I wonder where all these flea market people are the rest of the year though. It's like for that one holiday, they let out all the winter's bone people in our entire area, and they run the streets. Then a week later, it's back to normal shucking and jiving, Joe & Margie Nuclearfamily hustling down the road in their Volvo to their 1.5 jobs with their 2.3 children. The reason I wonder is because it's these crazy flea market people who are the future, if shit falls apart, or they'll continue to be the sheet rockers and backhoe operators and weekend prison population of America if things don't fall apart. But the whole move towards clean Wal-Mart plastic, which started twenty years ago or so, has led to alleged redneck types who look pretty clean and drive clean big trucks, with bed covers (what the fuck?) and shit like that. There's no grime anymore for a lot of people, and it's almost like that shit is encouraged, to always trade in your shine before it loses all its luster to get some new shine and never experience the solid soulfulness of hard-earned grime. This also affects people's lack of ability to fix their own anymore as well, as the encouragement to always replace junk with junk eliminated the desire to learn how to patch and repair and make due. And basically the biggest problem we'll all face during the impending financial collapse of the American Empire is our collective inability to make due. Though it's completely different from the "entitlements" that politicians jibber jabber about, we are all feeling a good amount of entitlement in our daily lives, about what we deserve to have, and how it should be better. Like how the fuck does anyone deserve a big ass flat screen? What kind of nonsense is that?
The survivor mentality is being polished away, being banished to jails and trained to be embarrassed of itself so it hides, and I guess only comes out around the 4th of July, drunk on freedom mythologies. And what struck me as most odd during this all juggling around my head around the 4th of July was the fireworks got cancelled because it rained too much, so in honoring the persistence of the patriots, it got pushed back a week until the ground wasn't so wet. So we came home early and I was flipping through channels on the television box, and there was a commercial for a stupid computer generated Smurfs movie. They ran through the characters I knew, like Papa Smurf and Smurfette and Jokey and Brainy and all, but Handy Smurf was gone. You know who was in his place though? A Scottish style smurf named Gutsy. This just kinda kicked around with all the other thinking on this I had been doing, and made perfect sense that pop culture would flip the script and replace a Handy do-it-yourself type with a Gutsy character, that probably fights Azrael-Qaeda and doesn't fix a fucking thing because he refinances the mushroom to upgrade his home electronics every other year. Well fuck you Gutsy Smurf. And fuck you social engineering.
STEAL "Alabama Highway"
NEXT
: a dude named after a plurality of town!

5 comments:

Shityoucantsay said...

I really liked this. I have this fucked up thing about nostalgia stuck in my head involving my grandfather. Born in 1912, he was undoubtedly my favorite person who ever lived but enough of a stone racist to avoid sports because it was just " my niggers can beat your niggers". It complicates the memories of everything else about him I loved, the old timey self sufficiency, kindness, the perfect self containment. I mean, what are the limits of nostalgia here?

Raven Mack said...

I understand, I have a dead uncle who was one of the best people I ever knew but also a ridiculous racist. He was a great influence on me, but the racist stuff was trifling.

rhobertson said...

Reading Janisse Ray's "Ecology of a Cracker Childhood" memoir right now--you might dig it (if you haven't already encountered it), girl grows up in SE GA 10 acre junkyard with genius/mentally unstable father who can fix anything.

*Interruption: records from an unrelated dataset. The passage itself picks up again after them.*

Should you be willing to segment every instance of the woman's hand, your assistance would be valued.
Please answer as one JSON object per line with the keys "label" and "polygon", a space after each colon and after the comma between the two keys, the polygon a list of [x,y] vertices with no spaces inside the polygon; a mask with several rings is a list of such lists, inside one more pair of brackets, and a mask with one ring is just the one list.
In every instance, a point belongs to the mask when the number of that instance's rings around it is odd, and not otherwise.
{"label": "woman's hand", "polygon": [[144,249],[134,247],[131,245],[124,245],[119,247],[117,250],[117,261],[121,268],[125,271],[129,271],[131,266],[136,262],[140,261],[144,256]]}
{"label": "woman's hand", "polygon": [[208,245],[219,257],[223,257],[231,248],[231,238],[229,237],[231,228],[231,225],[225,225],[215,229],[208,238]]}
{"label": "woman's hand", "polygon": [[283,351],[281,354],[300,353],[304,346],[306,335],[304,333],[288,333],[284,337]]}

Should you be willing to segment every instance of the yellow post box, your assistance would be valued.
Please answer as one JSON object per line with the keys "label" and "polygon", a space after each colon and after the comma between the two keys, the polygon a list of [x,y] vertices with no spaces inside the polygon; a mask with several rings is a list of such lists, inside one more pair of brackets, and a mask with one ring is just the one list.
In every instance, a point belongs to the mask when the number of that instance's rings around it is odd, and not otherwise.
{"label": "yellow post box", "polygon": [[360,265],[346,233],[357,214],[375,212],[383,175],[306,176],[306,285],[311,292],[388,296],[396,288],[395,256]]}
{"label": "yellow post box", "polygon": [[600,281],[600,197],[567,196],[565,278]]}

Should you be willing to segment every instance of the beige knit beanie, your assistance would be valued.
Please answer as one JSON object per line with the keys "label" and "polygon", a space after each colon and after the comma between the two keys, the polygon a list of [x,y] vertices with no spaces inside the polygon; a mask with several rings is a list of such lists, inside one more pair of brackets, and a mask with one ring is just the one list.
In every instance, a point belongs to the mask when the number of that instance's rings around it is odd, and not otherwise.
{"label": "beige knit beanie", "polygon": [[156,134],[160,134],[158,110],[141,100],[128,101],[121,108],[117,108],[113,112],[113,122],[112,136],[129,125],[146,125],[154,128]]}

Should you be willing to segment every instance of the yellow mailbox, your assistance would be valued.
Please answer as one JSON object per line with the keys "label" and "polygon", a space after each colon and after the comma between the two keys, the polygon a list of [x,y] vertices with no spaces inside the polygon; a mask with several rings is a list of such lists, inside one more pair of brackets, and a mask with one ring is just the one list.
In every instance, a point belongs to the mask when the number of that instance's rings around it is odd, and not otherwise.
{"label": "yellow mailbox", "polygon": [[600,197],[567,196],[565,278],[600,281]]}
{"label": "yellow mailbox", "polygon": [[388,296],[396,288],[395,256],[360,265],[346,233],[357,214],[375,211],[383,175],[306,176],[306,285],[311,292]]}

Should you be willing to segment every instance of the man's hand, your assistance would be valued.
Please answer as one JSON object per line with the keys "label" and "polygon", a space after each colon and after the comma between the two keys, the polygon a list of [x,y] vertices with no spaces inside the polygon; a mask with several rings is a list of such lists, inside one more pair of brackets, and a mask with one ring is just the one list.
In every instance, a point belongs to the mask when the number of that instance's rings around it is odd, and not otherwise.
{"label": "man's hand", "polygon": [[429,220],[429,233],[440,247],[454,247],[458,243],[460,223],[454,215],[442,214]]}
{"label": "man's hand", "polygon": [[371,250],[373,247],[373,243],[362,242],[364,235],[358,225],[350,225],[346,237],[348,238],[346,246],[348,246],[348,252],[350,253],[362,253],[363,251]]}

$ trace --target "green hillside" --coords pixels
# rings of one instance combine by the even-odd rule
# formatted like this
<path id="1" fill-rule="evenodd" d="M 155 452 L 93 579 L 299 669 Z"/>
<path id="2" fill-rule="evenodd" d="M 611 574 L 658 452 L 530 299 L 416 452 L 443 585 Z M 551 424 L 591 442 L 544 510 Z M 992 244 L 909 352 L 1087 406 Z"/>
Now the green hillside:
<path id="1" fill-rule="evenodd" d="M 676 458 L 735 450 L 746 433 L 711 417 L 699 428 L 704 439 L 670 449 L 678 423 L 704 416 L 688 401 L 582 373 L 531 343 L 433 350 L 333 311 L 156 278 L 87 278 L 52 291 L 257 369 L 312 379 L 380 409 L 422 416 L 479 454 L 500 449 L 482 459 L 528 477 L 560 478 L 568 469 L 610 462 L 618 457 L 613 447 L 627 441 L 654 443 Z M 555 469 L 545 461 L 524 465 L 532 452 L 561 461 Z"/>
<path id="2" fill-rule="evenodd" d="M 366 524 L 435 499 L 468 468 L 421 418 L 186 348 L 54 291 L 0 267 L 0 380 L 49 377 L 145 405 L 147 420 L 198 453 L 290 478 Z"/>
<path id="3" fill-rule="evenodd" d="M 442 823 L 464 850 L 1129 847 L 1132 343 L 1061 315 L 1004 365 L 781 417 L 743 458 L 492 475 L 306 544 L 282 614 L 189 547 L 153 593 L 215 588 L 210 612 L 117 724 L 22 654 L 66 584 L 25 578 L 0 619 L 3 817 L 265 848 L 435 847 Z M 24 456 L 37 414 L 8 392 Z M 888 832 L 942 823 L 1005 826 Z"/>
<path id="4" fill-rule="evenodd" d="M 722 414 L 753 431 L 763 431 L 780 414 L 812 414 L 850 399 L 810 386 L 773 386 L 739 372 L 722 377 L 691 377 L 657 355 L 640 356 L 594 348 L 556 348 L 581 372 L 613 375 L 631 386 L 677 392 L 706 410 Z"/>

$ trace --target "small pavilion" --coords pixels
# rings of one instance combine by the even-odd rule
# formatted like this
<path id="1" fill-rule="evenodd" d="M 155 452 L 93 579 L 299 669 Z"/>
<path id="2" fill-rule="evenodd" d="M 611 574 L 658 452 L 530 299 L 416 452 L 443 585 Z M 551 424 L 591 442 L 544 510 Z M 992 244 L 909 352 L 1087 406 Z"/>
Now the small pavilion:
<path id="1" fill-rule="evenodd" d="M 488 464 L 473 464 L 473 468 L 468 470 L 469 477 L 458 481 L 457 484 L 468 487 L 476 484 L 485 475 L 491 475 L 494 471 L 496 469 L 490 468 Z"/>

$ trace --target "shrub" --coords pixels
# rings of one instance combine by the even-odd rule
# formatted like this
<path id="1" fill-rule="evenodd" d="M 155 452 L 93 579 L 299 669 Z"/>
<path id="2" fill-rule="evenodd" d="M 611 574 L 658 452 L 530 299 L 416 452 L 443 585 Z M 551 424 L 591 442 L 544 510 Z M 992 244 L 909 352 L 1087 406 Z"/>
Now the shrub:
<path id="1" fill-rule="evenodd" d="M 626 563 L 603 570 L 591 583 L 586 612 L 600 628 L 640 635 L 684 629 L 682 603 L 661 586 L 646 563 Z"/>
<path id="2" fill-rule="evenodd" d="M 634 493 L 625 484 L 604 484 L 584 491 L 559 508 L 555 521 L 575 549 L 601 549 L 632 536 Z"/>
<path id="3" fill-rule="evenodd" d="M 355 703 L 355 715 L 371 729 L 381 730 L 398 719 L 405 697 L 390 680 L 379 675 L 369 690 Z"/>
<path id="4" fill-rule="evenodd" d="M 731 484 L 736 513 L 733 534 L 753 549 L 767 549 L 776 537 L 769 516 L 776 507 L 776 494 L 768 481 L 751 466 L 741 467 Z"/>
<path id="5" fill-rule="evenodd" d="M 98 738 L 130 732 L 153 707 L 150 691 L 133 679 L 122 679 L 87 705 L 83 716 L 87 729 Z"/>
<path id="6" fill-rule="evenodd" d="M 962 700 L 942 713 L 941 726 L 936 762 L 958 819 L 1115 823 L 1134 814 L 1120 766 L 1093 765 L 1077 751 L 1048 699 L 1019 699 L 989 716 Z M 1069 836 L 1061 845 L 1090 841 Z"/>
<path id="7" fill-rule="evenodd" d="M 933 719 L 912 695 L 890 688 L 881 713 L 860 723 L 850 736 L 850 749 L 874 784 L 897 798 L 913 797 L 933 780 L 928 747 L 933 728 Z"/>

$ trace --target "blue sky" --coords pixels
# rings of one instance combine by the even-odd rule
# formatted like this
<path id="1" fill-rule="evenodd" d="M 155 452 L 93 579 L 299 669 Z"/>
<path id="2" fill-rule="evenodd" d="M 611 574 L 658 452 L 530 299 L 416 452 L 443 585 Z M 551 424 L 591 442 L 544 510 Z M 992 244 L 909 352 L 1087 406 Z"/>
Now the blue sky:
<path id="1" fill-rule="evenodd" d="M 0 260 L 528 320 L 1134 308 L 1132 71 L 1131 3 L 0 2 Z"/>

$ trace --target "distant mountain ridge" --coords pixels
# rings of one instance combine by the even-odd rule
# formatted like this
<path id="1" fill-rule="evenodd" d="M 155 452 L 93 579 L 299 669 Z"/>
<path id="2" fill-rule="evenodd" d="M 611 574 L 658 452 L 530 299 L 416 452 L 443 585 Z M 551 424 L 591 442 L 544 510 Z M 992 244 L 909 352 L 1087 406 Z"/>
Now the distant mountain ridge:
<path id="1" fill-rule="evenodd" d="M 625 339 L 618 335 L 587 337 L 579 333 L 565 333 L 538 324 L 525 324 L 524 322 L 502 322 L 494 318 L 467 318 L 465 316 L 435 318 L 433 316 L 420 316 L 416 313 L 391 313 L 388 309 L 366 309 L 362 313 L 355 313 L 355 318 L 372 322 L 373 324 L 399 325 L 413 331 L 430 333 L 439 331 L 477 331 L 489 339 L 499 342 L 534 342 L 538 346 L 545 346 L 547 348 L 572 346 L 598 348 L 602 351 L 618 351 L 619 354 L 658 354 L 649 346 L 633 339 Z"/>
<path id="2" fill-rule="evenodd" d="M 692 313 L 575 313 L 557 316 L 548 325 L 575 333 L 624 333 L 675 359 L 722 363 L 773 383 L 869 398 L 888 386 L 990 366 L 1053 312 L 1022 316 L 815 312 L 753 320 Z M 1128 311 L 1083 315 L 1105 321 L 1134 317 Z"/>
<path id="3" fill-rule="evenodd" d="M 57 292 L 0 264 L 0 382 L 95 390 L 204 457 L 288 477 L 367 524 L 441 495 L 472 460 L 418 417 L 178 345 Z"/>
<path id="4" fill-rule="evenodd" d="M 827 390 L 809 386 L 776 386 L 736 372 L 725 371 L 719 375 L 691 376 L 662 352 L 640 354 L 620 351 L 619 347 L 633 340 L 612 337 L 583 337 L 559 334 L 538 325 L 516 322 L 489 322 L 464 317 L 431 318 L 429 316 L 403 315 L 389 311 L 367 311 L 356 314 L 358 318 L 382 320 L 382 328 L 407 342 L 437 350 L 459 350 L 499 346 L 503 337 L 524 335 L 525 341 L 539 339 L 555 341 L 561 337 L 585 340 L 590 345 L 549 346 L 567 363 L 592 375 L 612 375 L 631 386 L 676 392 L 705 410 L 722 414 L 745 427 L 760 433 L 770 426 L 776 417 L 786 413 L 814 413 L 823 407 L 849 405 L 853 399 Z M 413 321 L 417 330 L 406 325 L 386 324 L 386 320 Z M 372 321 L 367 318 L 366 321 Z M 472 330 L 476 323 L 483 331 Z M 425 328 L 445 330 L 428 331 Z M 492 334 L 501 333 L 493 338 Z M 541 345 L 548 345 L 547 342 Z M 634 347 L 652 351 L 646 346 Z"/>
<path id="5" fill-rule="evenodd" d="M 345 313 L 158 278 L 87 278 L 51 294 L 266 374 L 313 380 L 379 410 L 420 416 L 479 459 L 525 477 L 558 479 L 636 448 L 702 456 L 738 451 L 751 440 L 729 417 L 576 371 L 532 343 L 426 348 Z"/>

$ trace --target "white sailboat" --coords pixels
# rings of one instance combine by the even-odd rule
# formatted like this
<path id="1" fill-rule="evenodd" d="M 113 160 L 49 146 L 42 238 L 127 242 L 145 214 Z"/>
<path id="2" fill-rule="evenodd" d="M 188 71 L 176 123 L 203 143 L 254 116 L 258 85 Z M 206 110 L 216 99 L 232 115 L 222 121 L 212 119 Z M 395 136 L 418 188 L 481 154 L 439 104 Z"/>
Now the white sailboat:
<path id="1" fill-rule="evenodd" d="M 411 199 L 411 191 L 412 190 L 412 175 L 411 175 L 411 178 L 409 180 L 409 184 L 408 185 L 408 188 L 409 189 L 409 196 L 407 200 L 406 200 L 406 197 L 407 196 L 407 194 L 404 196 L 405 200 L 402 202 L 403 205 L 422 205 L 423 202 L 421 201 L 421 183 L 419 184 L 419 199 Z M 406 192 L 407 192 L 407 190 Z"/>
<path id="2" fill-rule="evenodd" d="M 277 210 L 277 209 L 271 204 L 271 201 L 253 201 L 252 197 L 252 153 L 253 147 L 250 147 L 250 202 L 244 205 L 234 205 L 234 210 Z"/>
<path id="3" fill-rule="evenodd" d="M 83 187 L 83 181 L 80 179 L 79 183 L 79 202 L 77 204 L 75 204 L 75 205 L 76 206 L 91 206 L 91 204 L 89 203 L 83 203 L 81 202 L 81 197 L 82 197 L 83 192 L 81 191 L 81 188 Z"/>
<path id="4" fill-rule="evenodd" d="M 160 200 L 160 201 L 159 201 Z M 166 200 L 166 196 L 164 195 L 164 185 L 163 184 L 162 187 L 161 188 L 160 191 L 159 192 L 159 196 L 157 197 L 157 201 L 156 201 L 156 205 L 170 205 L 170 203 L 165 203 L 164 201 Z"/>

Reminds me of my own grandfather--built rainwater irrigation system for his fields out of Roanoke City school cafeteria grease drums and was a frequent dumpster diver at the landfill (I remember stuff that I'd see my dad chuck in the dumpster turn up in grandpa's barn). Built his garage out of demolished houses. I could go on and on. Sadly, I've lost almost all that knowledge.

Shitucantsay said...

Things would have been a fuck of a lot easier if we could have picked and chose the elements of our grandparents' culture to keep, but I suspect it was a package deal. The irony of waxing nostalgic on the Interwebs isn't lost on me either.

Raven Mack said...

I have both of Janisse Ray's books coming to me now from the library, I shall check them out, literally.